Congrats, Mac and Pam!
It’s chilly outside, but clear. The wind is blowing. My hands are cold.
I walk to the garage to find my old copy of Photoshop Elements — I’m giving it to Amy Jo so that she can cast aside iPhoto for something more useful. She’s re-vitalized From a Corner Table, her foodblog (and more!), and is looking for a good way to post images.
The garage is cold. I find the CD, and then get distracted by a couple of books. I’m startled by a kuh-whump behind me and turn to find that Simon is on the hood of Kris’ car. Simon loves to be with people in the outbuildings. He trills at me and I pet him. His fur is warm.
“You’ve been outside in the sun, haven’t you buddy?” I say. He butts his head against my palm for more petting.
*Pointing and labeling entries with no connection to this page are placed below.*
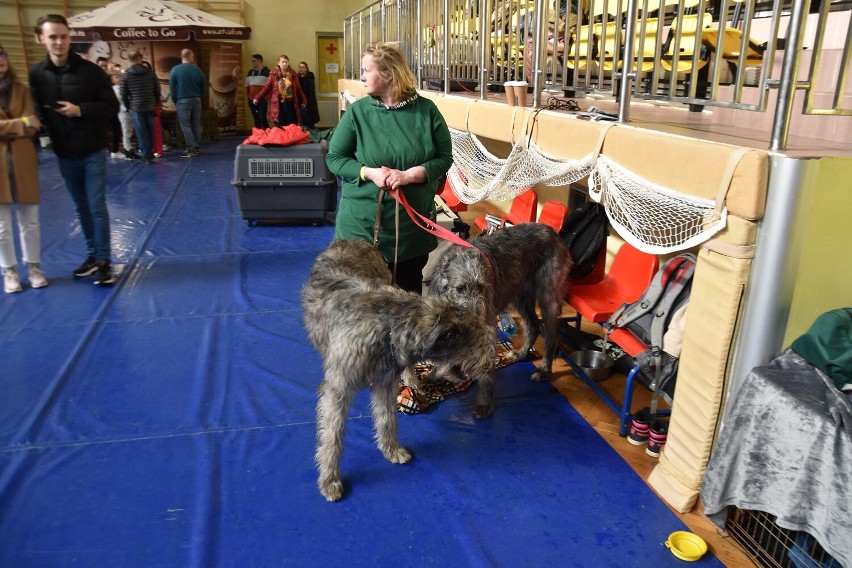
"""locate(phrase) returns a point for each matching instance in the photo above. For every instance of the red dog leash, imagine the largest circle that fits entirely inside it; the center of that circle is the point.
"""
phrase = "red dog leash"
(429, 226)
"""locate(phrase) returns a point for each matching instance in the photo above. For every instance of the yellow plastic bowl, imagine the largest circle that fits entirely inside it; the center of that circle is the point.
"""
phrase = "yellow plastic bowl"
(686, 545)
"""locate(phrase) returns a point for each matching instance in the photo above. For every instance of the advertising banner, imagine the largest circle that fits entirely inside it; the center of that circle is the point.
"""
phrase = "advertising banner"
(224, 76)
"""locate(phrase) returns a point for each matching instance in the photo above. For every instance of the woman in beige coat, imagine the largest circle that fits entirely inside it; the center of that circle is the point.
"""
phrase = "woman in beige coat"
(19, 185)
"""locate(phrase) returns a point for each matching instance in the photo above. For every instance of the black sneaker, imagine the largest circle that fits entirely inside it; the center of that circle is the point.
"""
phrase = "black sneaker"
(105, 276)
(88, 267)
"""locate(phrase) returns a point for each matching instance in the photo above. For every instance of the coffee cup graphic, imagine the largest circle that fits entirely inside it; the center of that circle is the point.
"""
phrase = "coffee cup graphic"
(223, 89)
(164, 65)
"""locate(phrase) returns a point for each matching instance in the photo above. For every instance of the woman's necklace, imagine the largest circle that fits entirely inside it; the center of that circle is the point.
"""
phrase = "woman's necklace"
(401, 104)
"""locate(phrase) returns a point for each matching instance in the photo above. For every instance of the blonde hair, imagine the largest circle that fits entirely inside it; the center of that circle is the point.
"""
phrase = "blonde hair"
(290, 71)
(391, 65)
(10, 71)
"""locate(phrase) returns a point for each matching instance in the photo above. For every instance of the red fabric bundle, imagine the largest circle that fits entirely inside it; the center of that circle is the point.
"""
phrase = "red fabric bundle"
(283, 136)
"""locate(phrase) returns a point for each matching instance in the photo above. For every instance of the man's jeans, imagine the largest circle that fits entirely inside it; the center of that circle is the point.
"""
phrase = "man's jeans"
(189, 117)
(86, 182)
(143, 122)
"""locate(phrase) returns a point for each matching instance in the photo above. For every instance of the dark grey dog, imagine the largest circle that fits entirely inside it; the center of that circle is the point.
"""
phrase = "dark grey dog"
(529, 263)
(367, 332)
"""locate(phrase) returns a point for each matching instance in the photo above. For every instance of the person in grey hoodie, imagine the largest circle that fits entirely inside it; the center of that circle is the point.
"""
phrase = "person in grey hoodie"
(140, 93)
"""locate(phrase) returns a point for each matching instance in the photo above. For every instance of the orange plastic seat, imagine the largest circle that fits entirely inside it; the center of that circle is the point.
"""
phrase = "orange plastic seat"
(523, 210)
(628, 277)
(450, 198)
(553, 213)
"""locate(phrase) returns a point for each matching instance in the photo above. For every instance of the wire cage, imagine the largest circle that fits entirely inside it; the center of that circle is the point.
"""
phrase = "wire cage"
(771, 546)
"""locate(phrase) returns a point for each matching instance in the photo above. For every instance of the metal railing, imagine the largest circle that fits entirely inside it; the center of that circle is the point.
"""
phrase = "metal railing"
(694, 52)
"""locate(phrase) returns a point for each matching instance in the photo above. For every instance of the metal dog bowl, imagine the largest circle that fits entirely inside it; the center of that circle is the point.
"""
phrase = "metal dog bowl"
(596, 364)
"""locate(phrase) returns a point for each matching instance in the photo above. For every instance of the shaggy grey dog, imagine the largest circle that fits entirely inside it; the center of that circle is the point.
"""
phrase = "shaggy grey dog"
(530, 264)
(367, 332)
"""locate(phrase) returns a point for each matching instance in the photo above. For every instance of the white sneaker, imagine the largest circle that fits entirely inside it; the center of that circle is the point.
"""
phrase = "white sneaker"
(11, 282)
(37, 279)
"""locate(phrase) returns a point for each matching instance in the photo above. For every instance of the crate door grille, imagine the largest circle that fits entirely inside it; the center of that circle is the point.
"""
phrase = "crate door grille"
(281, 167)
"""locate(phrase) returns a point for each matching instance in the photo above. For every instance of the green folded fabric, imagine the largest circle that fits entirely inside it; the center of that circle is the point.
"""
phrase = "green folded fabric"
(827, 345)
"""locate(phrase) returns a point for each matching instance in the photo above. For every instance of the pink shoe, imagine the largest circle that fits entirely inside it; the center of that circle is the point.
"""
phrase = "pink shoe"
(640, 427)
(657, 438)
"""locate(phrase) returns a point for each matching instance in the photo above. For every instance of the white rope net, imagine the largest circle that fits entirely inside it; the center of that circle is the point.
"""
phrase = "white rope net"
(654, 219)
(477, 174)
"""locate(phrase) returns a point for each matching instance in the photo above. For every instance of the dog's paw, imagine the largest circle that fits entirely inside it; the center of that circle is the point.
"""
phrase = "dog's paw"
(398, 455)
(541, 375)
(331, 490)
(483, 410)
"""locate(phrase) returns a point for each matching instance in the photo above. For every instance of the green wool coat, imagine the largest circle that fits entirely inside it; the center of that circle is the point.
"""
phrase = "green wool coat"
(369, 134)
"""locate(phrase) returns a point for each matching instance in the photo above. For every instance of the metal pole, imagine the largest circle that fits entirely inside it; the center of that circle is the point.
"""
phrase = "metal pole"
(789, 71)
(776, 263)
(538, 49)
(446, 42)
(419, 45)
(627, 72)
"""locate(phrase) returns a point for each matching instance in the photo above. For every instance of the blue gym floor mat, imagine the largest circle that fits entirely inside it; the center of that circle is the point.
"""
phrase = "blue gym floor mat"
(169, 421)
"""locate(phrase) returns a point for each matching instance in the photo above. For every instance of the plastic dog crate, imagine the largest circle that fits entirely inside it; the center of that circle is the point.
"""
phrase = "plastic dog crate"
(284, 183)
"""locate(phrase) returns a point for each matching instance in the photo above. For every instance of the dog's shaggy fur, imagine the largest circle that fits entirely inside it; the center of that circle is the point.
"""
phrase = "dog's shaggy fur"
(367, 332)
(530, 264)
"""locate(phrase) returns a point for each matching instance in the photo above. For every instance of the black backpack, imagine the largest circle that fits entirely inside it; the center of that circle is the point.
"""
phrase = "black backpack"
(585, 232)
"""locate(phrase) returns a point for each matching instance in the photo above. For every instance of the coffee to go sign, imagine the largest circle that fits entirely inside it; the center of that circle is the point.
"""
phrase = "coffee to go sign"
(152, 20)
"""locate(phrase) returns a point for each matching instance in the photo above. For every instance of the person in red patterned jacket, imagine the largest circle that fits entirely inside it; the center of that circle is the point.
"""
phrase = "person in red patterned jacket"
(255, 80)
(287, 96)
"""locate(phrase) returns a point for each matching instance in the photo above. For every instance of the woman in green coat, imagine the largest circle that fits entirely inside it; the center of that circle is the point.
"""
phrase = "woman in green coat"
(396, 140)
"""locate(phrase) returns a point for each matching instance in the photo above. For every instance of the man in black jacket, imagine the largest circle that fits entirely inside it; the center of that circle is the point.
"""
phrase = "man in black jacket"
(140, 93)
(76, 103)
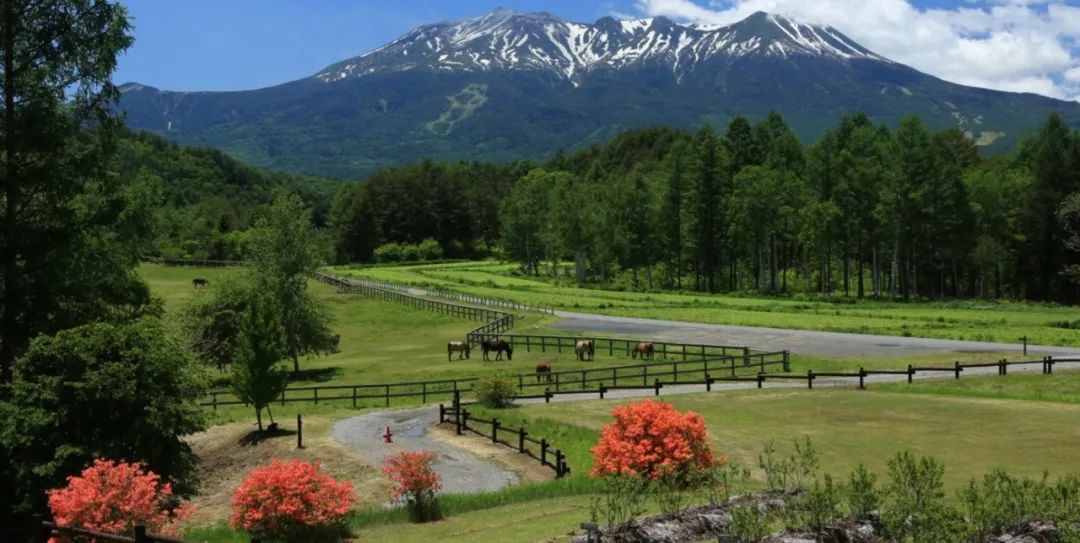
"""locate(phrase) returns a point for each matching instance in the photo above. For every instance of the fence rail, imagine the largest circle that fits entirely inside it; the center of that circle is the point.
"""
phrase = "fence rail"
(48, 530)
(461, 418)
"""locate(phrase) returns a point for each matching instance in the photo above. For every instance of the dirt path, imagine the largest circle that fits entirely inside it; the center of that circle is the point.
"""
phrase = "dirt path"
(461, 470)
(820, 343)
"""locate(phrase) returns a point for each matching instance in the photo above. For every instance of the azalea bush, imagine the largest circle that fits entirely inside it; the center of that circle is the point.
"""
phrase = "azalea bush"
(292, 501)
(113, 497)
(415, 484)
(650, 447)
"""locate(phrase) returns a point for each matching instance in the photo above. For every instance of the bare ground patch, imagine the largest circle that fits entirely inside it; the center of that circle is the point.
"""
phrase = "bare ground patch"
(525, 466)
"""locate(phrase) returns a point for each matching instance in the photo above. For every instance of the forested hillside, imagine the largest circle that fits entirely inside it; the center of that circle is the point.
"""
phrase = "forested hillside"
(207, 200)
(865, 211)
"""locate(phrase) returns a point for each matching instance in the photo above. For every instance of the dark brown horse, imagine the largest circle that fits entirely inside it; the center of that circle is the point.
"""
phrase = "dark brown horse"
(584, 348)
(458, 347)
(645, 349)
(543, 371)
(499, 347)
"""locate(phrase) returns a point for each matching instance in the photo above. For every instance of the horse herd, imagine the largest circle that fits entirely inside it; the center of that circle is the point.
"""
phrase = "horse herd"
(584, 349)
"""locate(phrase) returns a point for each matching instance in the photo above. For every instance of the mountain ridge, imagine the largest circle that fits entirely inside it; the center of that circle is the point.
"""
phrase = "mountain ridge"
(449, 91)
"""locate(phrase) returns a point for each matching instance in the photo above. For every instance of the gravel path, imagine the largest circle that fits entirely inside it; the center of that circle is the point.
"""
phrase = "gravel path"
(461, 471)
(821, 343)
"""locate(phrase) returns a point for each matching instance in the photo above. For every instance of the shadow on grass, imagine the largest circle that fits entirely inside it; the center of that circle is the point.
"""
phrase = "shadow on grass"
(272, 431)
(316, 375)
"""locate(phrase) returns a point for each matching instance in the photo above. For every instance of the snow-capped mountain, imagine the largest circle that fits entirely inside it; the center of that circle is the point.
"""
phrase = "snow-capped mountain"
(505, 85)
(503, 40)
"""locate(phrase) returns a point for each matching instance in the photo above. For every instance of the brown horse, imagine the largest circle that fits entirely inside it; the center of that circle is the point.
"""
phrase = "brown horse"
(543, 371)
(645, 349)
(499, 347)
(458, 347)
(583, 348)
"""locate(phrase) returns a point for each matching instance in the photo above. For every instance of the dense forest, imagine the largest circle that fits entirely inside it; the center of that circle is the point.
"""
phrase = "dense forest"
(206, 201)
(865, 211)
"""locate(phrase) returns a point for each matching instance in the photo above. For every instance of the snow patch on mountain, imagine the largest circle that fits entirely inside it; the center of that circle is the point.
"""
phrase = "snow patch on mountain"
(503, 40)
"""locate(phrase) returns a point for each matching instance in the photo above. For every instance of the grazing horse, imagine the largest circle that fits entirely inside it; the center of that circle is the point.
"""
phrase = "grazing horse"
(584, 347)
(543, 371)
(458, 347)
(645, 349)
(499, 347)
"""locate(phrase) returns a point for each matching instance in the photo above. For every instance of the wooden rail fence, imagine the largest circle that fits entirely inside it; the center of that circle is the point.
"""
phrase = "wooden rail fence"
(515, 438)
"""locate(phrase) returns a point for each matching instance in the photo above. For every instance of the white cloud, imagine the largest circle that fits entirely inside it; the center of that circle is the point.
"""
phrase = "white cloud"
(1020, 45)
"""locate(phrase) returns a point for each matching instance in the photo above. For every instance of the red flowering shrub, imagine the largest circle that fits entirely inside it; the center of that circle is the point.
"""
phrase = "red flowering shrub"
(651, 439)
(415, 483)
(113, 497)
(292, 501)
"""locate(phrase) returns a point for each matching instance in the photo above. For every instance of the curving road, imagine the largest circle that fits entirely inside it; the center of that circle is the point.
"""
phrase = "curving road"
(819, 343)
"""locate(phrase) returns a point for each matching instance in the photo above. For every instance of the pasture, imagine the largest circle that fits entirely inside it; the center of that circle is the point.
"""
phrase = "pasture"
(1022, 423)
(970, 320)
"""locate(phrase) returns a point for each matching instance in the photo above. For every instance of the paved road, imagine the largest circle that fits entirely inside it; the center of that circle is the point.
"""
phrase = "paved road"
(821, 343)
(460, 471)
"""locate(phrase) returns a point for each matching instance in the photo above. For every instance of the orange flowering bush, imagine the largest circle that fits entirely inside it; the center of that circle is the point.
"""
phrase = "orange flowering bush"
(651, 439)
(415, 483)
(113, 497)
(292, 501)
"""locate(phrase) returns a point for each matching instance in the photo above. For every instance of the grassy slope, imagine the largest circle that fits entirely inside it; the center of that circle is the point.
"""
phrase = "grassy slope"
(986, 321)
(969, 435)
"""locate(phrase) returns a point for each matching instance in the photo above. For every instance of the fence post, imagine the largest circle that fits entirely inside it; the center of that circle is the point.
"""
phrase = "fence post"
(299, 430)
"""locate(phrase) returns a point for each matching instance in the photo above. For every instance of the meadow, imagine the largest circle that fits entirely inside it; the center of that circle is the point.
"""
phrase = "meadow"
(966, 320)
(1024, 423)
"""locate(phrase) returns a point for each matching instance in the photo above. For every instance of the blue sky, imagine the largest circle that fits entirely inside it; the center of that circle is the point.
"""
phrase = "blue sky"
(231, 44)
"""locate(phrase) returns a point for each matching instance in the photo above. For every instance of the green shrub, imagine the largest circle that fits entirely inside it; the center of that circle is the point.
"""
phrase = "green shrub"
(862, 497)
(496, 391)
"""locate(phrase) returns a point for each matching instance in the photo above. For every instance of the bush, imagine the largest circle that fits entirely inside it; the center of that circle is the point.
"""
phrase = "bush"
(415, 484)
(651, 439)
(126, 391)
(292, 501)
(495, 392)
(113, 497)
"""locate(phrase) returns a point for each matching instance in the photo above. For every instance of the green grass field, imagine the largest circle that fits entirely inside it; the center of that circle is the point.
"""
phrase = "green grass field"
(1024, 423)
(970, 435)
(976, 320)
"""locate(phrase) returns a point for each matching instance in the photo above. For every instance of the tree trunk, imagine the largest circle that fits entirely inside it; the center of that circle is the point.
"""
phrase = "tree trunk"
(9, 337)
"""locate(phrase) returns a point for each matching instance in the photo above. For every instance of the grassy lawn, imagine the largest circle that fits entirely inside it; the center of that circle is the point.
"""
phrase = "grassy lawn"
(977, 320)
(382, 341)
(1063, 387)
(969, 435)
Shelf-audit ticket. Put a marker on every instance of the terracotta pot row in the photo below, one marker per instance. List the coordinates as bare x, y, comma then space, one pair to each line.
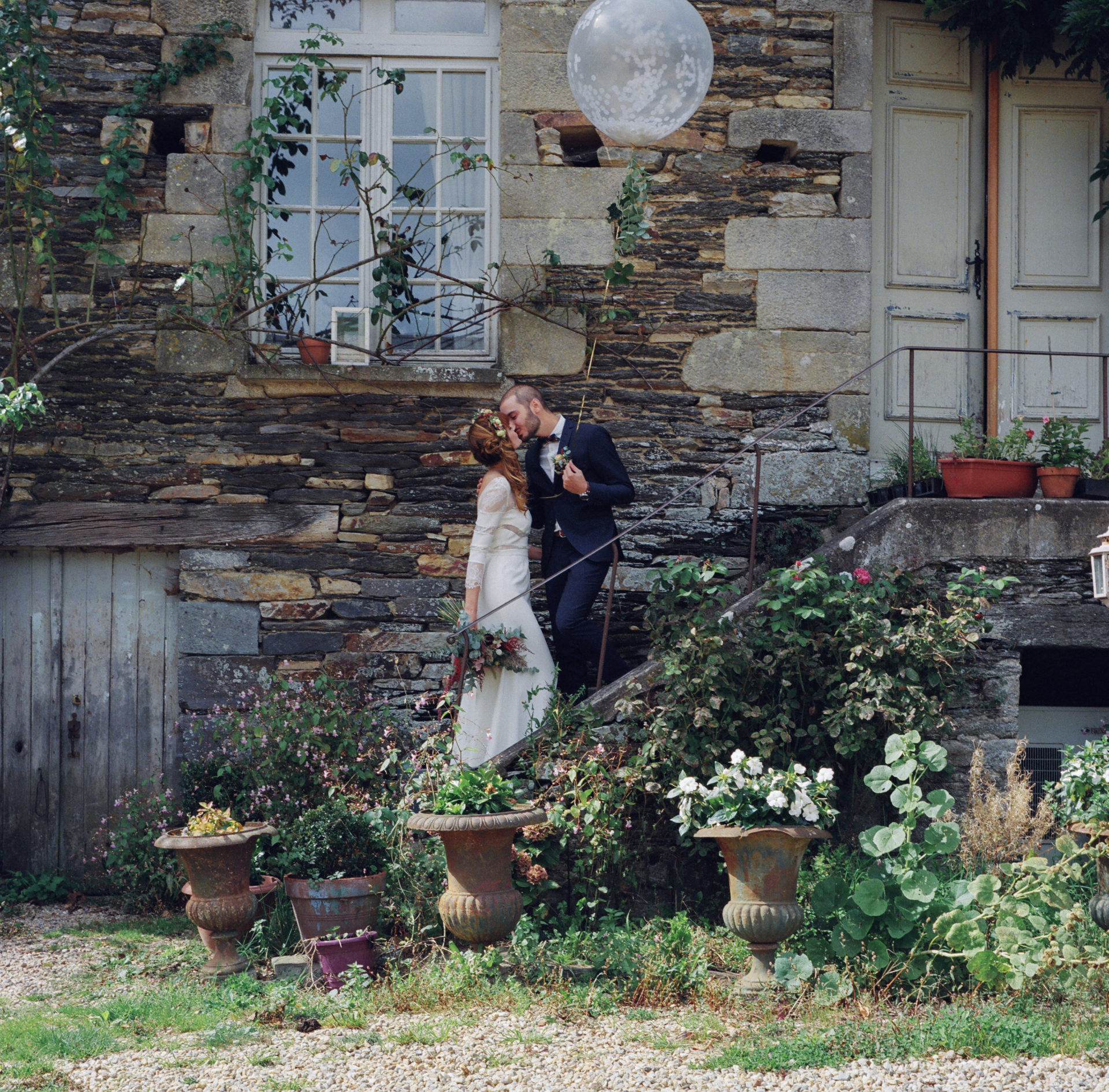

He follows me out of the garage, and I lock up. As I do, I turn my back to the sun and find myself sinking, sinking, sinking into its warmth. It’s delicious. I’m standing in the lee of the building so that the air is still, and all I can feel is the sunlight all around me. It’s been so long. I’d forgotten how wonderful this warmth can be. November, December, January, February — all so cold and bleak. But now we’re just ten days from meteorological spring, and the sun is sending advance promises that yes, it will soon be here.
I come inside to find Kris sitting on a bench, her back resting against the bay window, typing about food. (Kris needs her own blog, don’t you think?) Meatball is at her feet, also in the sun. And next to him is Toto, whose black fur is like a sunlight battery, absorbing the stuff for later use. It’s wonderful.
Kris and I spent a couple of hours in the yard yesterday. On Friday, John Gingerich stopped by to show us how to prune our fruit trees, and to give us advice on other plant-related matters. Yesterday we put some of this advice into practice.
I did a wide variety of garden-related chores.
There’s still more to be done, of course — there’s always more to be done — but this is a good start on the season. I need to get the boxwood pruned in the next couple weeks if I’m going to do that at all this year.
We did our yardwork yesterday because it was supposed to be warm. It rained. It was supposed to rain today. It’s overcast with sunbreaks. Go figure.
Our feral chicken cracks me up. Every morning when I go out to feed it, it comes flapping down from the cherry tree. Somehow it’s finding its way off the ground at night to roost. When I call chick chick chick it launches itself into the air and sort of half-plummets to the ground.
I borrowed Jenn’s video camera for the past couple weeks in the hope that I could get some typical Chicken behavior on film. Chicken didn’t co-operate. Instead of charging at me when I call it, as it usually does, it hung back and watched me taping it. It’s just coincidence, I know, but it was almost as if the bird were camera shy.
Still, I pieced together 2-1/2 minutes of Chicken footage for you fans:
You’ll notice that Princess has become a little ornery. She used to ignore Chicken, and Chicken ignored her. But now Princess thinks Chicken is a fun toy. Chicken longs for the days when she could eat peacefully with the kittens.
(Have I mentioned Princess before? She appeared last fall, and has made this place her home.)
From the kitchen of Mike and Wendy Pringle comes this top-secret recipe for Chet, a seasoned salt of which I’ve become quite a fan. Wendy slipped me a note card with the ingredients when she arrived at Ham Feast the other night. And here, for the first time, I’m making this secret recipe public.
To produce Chet in your own home, combine the following: 26oz salt, 1-1/2 oz ground black pepper, 2oz ground red pepper, 1oz garlic powder, 1oz chili powder. Optionally, add 1oz of MSG.
What can you use Chet for? What can’t you use Chet for? Use it for burgers and salads and soups and scrambled eggs and grilled fish and fresh-sliced apple. Use it for anything where you want a little kick.